Si hay algo que ilumina nuestras vidas, es la cultura pop, y "No Apagues las Luces" es un cortometraje que ha causado conmoción desde que se presentó al mundo. Creado por el visionario director Alex Oller, el filme fue lanzado en 2022 y rápidamente se convirtió en un fenómeno en las redes sociales y plataformas de streaming. Fue filmado principalmente en Madrid, donde las calles y espacios urbanos se transforman en un escenario de misterio y tensión. Pero, ¿por qué tanta alharaca? Porque, estimado lector, este corto es algo más que luces y sombras; es una crítica implícita que desnuda los miedos más oscuros de la sociedad actual.
"No Apagues las Luces" aborda el tema del miedo con la sutileza de un artesano. Nos muestra que a veces, la oscuridad no es lo que nos aterroriza. Más bien, es la amenaza de lo que podría venir después. En un mundo cada vez más controlado y regulado, donde la corrección política ahoga hasta el último suspiro de auténtico arte, ésta es una llamada al coraje y a no sucumbir al conformismo.
Hablar de "No Apagues las Luces" implica también mencionar su elenco, que, a pesar de su reducido tamaño, sabe cómo aprovechar cada minuto en pantalla. Sara, la protagonista interpretada por Lucía Martín, es una joven que intenta agarrarse a la normalidad en un mundo que parece perder el rumbo. ¿No es acaso el reflejo de las sociedades actuales, tambaleándose al borde de un precipicio, pero pretendiendo que todo está bajo control?
La elección de la localización no es fortuita. Madrid, con su arquitectura imponente y callejones oscuros, encarna las tensiones entre modernidad y tradición. Ahí es donde el cortometraje da una bofetada a las reivindicaciones desechables del progresismo mal entendido, que considera que todo avance es bueno, sin sopesar las consecuencias.

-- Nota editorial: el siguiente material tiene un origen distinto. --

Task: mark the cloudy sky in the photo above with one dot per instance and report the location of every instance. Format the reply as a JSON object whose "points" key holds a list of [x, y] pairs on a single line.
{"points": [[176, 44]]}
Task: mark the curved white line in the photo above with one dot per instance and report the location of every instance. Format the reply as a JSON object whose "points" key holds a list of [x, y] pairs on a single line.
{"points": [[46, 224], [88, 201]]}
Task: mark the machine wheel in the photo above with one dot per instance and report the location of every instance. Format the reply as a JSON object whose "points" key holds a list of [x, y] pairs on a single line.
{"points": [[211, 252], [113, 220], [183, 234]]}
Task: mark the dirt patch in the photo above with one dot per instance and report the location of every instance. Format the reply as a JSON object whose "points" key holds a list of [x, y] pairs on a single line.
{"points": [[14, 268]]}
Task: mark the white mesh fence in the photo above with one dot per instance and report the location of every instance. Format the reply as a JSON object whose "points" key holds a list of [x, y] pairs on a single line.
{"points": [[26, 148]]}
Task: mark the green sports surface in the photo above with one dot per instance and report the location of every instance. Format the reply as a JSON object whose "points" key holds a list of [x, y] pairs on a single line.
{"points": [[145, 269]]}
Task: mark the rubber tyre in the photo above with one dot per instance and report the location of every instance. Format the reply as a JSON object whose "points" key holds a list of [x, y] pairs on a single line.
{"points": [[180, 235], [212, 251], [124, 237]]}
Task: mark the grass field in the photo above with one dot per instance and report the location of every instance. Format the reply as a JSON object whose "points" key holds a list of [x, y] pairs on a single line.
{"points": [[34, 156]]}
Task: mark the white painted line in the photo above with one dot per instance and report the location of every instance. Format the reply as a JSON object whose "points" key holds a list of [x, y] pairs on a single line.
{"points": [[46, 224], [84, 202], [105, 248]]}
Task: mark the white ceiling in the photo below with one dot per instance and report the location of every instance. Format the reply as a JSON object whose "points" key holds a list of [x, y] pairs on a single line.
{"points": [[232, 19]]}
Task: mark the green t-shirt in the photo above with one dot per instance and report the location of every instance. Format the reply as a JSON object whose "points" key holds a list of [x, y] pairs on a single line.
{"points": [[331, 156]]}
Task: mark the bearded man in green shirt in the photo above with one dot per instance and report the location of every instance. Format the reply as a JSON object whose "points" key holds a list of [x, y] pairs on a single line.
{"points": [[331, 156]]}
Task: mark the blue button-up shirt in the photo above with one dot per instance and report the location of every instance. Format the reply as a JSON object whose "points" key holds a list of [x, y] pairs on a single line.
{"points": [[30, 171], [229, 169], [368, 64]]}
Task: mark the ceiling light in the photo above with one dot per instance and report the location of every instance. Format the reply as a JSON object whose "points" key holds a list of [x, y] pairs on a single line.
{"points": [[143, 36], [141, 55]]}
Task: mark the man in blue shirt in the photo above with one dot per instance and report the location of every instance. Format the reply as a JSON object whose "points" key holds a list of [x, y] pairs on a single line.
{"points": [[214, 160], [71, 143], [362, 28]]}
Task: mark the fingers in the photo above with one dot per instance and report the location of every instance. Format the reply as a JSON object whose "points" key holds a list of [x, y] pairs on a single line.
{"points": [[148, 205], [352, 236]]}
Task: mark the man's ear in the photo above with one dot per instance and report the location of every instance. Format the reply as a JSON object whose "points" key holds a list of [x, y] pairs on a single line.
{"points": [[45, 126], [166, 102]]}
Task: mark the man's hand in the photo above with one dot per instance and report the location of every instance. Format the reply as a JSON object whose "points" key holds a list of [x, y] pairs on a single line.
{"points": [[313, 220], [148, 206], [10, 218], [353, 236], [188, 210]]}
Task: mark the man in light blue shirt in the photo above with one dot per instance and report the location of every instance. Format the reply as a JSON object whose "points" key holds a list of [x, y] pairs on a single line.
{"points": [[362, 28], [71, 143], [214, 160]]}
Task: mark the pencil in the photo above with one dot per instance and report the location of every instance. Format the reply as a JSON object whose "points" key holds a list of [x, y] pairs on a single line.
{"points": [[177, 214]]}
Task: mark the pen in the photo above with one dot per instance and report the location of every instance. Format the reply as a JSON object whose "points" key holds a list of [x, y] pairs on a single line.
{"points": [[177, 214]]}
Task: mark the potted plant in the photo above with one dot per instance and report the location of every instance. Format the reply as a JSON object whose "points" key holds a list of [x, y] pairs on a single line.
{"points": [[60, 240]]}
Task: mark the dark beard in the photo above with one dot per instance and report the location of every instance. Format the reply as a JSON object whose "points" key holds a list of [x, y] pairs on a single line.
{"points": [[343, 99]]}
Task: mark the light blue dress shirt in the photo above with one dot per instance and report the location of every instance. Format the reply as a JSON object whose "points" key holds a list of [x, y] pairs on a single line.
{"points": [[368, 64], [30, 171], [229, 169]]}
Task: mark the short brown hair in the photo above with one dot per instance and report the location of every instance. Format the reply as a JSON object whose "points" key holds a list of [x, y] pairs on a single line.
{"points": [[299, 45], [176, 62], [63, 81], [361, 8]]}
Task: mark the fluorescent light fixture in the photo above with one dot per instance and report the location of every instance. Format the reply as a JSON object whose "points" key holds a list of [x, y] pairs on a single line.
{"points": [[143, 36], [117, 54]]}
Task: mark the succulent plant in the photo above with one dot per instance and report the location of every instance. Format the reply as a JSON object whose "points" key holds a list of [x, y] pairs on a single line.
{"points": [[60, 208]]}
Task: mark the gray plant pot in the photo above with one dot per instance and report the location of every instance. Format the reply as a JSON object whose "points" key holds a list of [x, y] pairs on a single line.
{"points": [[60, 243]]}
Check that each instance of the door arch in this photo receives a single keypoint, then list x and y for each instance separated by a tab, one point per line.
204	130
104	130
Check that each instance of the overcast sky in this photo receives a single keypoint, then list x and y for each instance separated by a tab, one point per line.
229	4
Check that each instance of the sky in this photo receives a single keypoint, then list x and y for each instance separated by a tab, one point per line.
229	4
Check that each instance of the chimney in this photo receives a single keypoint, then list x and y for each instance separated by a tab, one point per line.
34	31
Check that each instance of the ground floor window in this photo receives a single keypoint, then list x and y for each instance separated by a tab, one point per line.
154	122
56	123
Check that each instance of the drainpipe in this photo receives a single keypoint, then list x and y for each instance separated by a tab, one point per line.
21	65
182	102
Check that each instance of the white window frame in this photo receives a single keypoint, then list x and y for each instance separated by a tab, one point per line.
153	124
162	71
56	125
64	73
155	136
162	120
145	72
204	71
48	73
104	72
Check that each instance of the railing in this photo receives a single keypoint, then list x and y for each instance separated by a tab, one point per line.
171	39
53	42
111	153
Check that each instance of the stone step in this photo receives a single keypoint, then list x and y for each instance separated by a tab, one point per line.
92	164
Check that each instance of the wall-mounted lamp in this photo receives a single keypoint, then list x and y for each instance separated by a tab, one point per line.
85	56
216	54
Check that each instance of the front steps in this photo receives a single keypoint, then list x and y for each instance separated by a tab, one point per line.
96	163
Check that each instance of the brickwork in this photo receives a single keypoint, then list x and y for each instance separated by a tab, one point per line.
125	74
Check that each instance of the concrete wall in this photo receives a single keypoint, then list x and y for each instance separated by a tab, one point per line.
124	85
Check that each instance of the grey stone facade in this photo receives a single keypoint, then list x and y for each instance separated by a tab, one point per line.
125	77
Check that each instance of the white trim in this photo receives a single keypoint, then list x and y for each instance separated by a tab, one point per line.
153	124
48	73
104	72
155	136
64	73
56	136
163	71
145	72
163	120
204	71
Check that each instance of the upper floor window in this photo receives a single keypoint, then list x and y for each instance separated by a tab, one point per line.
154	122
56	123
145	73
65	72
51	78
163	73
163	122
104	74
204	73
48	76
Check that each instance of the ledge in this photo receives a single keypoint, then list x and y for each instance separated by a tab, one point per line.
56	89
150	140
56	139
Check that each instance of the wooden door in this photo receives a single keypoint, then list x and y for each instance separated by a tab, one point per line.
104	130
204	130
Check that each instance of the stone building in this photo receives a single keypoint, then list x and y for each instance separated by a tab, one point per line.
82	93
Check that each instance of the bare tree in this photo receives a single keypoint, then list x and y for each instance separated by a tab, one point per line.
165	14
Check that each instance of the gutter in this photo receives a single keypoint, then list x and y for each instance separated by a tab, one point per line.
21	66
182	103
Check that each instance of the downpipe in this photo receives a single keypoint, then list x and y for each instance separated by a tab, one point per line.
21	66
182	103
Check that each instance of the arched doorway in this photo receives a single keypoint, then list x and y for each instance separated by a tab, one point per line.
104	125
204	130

Este cortometraje también pareciera atacar el flujo constante de información con el que nos bombardean, donde la confusión es la norma y el discernimiento es una excepción. En este mundo sobrecargado de estímulos superficiales, "No Apagues las Luces" se siente como un allegro en pleno andante; rápido, decisivo, y rompe con el marasmo de contenidos insulsos.
Pero no se equivoquen. Si piensan que el argumento es meramente visual, están equivocados. El guion invita a la contemplación sobre qué tipo de legado queremos dejar. Es una crítica al "apagado de luces" intelectual que algunos pretenden imponer, donde cuestionar está mal visto y disentir, peor aún. Este corto le recuerda a la sociedad que lo verdadero y tangible no siempre reluce con luces artificiales.
El cine, al igual que "No Apagues las Luces", es una herramienta de cambio social. Quienes añoran los días de esplendor cultural, cargados de ingenio y narrativa, encuentran en este cortometraje una bocanada de aire fresco. Mientras algunos prefieren cubrirse con mantas de condescendencia e impasibilidad, aún hay quienes creen que es necesario mantener las luces encendidas.
Es importante resaltar que este cortometraje ha sido apreciado por audiencias diversas, de todas partes del mundo. Su mensaje contundente ha llegado tan lejos que no deja de generar opiniones y debates. Los debates saludables que surgen de él son el contrapunto perfecto a un mundo que pretende censurar lo que no es políticamente conveniente.
En definitiva, "No Apagues las Luces" es una obra que va más allá de sus 20 minutos de metraje. Es el recordatorio de que nuestra capacidad crítica es lo que nos separa de la complacencia, algo que siempre será necesario recalcar, especialmente ahora, en un mundo que navega en tinieblas bajo la apariencia de luz.
Dicha polémica, lejos de ser un inconveniente, es precisamente lo que hace que el cortometraje brille con más claridad. Así que, antes de dejar que el conformismo apague tus luces, te invito a darle una oportunidad a esta magna propuesta cinematográfica y reflexionar sobre nuestro papel en este intrincado escenario global.